I have unstructured text file that I need to extract some data from and put in structured format. The data look as below (each record expands on more than one row:
21 March 2017 23:10:45 text 21 March 2017 23:10:45 More text…. . 21 March 2017 23:10:45 And more text 21 March 2017 23:10:45 some more text Message: more text1 more text2 more text3 more text4
22 March 2017 23:10:45 text 22 March 2017 23:10:45 More text…. . 23 March 2017 23:10:45 And more text 23 March 2017 23:10:45 some more text Message: more text1 more text2 more text3 more text4
The code below extracts everything after the word "Message" in a seperate columns (more text1, more text2, more text3, more text4). I would like to modify it to include the date just before the word "Message". Here is the code I have:
#Read data
m <- SReadLines("C:/user...", SkipNull=TRUE)

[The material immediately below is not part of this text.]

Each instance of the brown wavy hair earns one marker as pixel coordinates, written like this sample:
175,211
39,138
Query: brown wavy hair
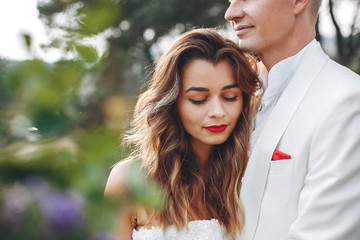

#reomve special characters that might affect reading the data later:
m <- sapply(m, function(i) {
b <- gsub("\032"," ",i)
gsub("\t","",b)
})
#convert to one big character string
m <- paste(m, collapse="")
#since some entries expand on multiple lines, will replace the date
#(which prepend each piece of information in the file) with a carrot,
#the replace new line characters with blanks, then replace carrots
#with new lines. At the end all texts will on one line:
date_pattern <- "\\[[0-9]{2}\\-[A-Z]{1}[a-z]{2}\\-[0-9]{4} [0-9]{2}:[0-9]{2}:[0-9]{2}"
m <- gsub(data+pattern, "^", m)
m <- gsub("\n","",m)
m <- gsub("\\^", "\n", m)
#only keep lines with the word "Message"
m <- a[Grep("Message",m)]
class(m) <- "character"
#remove the word "message and trim leading white space:
m <- sapply(strsplit(m,split = "Message", fixed=TRUE), function(i) (i[2]))
m <- trimws(m, which="left")
#write to file:
writeLines(m, "C:/user...")
The result of the above code is everything after the word "Message" (more text1, more text2, more text3, more text4) each in a separate column.
I need to modify the above code to add the date as well, any suggestions? I was able to extract the date by itself and tried merging it to the data I extracted using cbind but I got the day in one column, month in a second column, and the year in a third column.